Namun, hingga kini, lanjutnya, kerangka hukum Indonesia masih memiliki peraturan hukum pidana yang menyasar populasi kunci HIV/AIDS. Sesuai Undang-Undang Nomor 35 Tahun 2009 tentang Narkotika, pengguna narkotika, termasuk di dalamnya pengguna napza suntik, diancam pidana penjara.
”UU Narkotika telah membawa ribuan pengguna narkotika ke penjara, yang seharusnya memperoleh layanan rehabilitasi.

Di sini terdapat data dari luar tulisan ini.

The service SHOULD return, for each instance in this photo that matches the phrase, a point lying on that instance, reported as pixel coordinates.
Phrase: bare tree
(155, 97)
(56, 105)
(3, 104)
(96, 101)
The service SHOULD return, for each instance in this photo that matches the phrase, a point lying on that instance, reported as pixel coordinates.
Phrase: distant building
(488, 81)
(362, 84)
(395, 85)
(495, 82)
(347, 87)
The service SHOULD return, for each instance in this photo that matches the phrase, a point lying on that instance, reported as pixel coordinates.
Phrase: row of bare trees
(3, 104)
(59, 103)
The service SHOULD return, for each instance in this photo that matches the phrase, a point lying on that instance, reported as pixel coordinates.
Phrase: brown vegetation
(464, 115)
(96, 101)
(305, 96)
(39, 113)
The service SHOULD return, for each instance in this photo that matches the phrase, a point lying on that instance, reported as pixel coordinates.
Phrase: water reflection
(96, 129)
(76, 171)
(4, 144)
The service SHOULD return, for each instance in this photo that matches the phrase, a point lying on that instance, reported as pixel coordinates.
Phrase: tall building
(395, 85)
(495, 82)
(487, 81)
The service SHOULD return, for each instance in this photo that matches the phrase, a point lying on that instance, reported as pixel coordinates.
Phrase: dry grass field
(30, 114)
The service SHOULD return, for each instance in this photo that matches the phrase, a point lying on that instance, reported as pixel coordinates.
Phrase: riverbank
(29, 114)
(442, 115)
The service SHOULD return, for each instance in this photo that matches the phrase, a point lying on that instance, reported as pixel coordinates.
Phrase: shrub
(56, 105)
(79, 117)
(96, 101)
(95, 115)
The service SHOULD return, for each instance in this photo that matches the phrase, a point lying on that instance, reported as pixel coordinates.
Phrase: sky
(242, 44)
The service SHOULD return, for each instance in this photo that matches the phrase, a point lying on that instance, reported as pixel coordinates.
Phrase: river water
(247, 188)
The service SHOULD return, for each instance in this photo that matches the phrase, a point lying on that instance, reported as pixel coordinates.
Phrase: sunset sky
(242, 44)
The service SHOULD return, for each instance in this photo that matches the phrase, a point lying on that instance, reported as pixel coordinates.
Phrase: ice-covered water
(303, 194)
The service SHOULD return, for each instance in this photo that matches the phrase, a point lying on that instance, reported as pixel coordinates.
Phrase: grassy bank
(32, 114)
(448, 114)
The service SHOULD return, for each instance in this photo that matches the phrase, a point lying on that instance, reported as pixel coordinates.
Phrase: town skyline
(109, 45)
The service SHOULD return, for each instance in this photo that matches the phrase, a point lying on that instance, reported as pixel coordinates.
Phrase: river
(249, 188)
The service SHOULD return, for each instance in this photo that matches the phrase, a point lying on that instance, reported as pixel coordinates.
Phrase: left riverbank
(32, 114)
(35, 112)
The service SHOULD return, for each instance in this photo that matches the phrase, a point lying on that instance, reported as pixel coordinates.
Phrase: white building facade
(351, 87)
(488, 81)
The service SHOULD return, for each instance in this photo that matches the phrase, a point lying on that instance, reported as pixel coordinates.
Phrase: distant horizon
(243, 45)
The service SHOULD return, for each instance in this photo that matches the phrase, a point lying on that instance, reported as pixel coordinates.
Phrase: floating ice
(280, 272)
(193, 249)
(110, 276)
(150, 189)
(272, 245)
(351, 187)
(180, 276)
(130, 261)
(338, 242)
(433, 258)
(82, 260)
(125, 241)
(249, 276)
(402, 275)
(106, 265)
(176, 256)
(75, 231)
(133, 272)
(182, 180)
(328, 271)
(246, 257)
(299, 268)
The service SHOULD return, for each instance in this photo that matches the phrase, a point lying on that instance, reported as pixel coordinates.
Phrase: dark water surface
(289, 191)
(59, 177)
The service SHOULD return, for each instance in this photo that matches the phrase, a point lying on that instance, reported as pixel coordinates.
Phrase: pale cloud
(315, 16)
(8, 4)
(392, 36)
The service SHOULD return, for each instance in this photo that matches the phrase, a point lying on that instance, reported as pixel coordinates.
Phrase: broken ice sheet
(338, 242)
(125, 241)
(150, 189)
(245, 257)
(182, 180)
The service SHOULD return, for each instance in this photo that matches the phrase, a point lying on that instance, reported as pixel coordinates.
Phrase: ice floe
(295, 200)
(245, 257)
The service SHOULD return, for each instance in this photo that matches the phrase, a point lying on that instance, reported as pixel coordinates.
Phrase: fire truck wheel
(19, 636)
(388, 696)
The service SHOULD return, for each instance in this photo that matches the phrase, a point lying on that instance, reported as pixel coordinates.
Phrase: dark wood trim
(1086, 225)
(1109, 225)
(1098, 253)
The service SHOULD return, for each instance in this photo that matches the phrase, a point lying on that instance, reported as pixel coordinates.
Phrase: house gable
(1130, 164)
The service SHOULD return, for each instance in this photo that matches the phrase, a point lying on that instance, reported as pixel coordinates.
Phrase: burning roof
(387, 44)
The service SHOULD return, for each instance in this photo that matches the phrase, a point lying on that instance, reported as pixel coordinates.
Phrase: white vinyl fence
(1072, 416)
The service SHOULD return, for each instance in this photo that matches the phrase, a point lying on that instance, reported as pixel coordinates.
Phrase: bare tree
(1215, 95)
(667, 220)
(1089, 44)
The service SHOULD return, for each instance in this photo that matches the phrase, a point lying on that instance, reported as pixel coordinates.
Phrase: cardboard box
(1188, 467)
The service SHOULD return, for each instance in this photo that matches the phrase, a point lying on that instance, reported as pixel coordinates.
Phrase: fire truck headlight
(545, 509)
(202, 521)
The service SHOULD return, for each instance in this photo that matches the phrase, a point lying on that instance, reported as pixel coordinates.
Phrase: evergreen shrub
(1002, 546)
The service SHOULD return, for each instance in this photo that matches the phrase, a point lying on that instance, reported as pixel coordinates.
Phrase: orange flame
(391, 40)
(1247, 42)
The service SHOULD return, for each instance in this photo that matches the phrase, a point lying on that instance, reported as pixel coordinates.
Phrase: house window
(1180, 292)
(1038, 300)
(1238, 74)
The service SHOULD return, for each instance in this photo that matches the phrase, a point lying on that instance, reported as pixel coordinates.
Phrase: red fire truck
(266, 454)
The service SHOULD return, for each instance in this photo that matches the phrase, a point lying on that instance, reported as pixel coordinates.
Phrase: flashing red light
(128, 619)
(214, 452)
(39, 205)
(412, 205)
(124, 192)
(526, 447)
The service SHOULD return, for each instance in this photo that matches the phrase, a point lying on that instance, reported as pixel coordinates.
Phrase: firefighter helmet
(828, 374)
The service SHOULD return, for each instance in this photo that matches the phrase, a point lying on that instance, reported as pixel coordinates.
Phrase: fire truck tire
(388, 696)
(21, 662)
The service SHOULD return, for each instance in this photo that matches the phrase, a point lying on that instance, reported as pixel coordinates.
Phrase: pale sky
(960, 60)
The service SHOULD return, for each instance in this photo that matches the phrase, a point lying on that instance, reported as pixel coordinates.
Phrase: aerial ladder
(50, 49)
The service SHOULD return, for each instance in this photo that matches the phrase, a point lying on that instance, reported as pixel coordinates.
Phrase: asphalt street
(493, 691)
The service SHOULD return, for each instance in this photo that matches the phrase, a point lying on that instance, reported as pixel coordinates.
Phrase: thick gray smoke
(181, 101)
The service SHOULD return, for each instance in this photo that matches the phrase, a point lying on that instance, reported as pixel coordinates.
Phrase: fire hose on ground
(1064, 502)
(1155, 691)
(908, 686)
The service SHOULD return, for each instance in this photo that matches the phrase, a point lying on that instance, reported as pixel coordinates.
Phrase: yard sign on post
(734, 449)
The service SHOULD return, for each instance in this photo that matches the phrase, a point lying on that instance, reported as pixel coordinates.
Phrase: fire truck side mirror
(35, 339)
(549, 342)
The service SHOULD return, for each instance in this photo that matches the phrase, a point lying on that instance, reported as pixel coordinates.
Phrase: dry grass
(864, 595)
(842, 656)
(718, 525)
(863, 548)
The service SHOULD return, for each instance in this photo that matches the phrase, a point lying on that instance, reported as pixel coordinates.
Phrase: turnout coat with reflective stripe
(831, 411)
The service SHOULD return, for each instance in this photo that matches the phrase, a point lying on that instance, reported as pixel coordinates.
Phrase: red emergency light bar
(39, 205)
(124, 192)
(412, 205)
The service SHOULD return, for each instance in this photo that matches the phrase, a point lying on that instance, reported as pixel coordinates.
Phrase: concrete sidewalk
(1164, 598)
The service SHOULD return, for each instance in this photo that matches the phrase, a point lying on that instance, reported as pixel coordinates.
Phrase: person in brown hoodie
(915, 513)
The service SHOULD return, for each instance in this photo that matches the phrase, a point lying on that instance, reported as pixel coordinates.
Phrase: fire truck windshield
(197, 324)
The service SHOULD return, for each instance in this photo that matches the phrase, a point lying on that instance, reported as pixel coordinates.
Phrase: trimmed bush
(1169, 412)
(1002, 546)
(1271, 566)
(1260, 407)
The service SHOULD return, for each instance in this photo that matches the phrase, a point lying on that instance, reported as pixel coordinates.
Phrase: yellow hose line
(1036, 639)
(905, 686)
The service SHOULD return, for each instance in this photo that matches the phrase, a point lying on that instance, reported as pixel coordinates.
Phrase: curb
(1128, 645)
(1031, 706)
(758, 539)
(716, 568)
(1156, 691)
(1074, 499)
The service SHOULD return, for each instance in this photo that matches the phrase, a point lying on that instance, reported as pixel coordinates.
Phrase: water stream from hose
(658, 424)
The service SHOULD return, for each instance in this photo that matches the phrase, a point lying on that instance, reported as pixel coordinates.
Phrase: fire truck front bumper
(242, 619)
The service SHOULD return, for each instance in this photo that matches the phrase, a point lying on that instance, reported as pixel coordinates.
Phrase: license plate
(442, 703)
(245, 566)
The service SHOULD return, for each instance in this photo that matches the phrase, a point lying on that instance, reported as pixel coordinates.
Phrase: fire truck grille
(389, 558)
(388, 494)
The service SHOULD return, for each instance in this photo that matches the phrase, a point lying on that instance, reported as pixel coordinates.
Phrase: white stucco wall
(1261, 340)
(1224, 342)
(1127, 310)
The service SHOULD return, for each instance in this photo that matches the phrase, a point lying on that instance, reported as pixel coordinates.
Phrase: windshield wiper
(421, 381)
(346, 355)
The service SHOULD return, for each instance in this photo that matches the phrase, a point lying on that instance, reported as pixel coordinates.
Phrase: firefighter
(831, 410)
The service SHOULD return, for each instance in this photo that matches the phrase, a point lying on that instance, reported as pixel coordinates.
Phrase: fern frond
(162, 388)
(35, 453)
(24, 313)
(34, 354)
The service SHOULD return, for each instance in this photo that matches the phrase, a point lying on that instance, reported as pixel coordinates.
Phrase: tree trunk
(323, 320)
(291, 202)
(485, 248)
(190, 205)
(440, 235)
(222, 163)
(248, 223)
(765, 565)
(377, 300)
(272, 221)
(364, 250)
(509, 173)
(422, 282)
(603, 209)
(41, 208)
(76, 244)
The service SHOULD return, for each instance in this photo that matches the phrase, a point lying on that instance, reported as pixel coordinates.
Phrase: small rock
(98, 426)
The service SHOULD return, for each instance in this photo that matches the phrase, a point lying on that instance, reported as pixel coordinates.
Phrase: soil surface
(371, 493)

Tercatat angka pengguna narkotika di penjara terus naik setiap tahunnya,” kata Erasmus.
Informasi yang dikumpulkan ICJR, jumlah pengguna narkotika di rutan/lapas pada Desember 2018 mencapai 38.493 orang, terus meningkat dibandingkan tahun-tahun sebelumnya. Jumlah pengguna narkotika di rutan/lapas per Desember 2017 sebanyak 37.085 orang, per Desember 2016 sebanyak 28.647 orang, dan per Desember 2015 sebanyak 26.330 orang
Sementara layanan rehabilitasi komprehensif di lapas tidak tersedia. Per Juni 2018, layanan rehabilitasi paling banyak dalam bentuk edukasi (1.184 layanan), intervensi singkat (97 layanan), terapi substitusi metadon (19 layanan), dan rehabilitasi sosial therapeutic community (125 layanan).
”Layanan edukasi tersebut tidak cukup untuk mengatasi permasalahan penyalahgunaan narkotika. Perlu ada intervensi komprehensif bagi pencandu narkotika untuk mengatasi adiksi yang dideritanya,” ujar Erasmus.
Menjauhkan dari layanan kesehatan
Dihubungi terpisah, Ardhany Suryadarma, Manajer Program Rumah Cemara, menilai, sejauh ini aturan hukum pidana yang ada, khususnya terkait pengguna narkotika, justru menjauhkan pengguna narkotika dari layanan kesehatan. Rumah Cemara adalah organisasi komunitas yang bertujuan meningkatkan kualitas hidup ODHA, konsumen narkoba, dan kaum marjinal.
”Kebijakan yang masih mengkriminalisasi pengguna dan kepemilikan narkotika dalam jumlah kecil membuat overcrowding lapas-lapas yang ada. Akan tetapi, yang lebih mengkhawatirkan adalah kampanye yang mendiskriminasi populasi kunci, terutama pengguna napza, lelaki suka lelaki, waria, dan pekerja seks,” kata Ardhany.
Kampanye miring ini menyebabkan ramainya persekusi oleh kelompok masyarakat lain, yang akan dapat menyebabkan populasi kunci semakin tertutup dan susah untuk dijangkau serta mengakses layanan kesehatan.
”Pemerintah perlu membuat regulasi baru yang mendekriminalisasi pengguna narkotika, mengalihkan 10 persen dana yang digunakan untuk perang terhadap narkotika ke pendanaan kesehatan masyarakat. Selain itu, harus tegas menindak pihak-pihak yang melakukan persekusi terhadap populasi kunci serta melindungi hak-hak populasi kunci sebagai manusia,” katanya.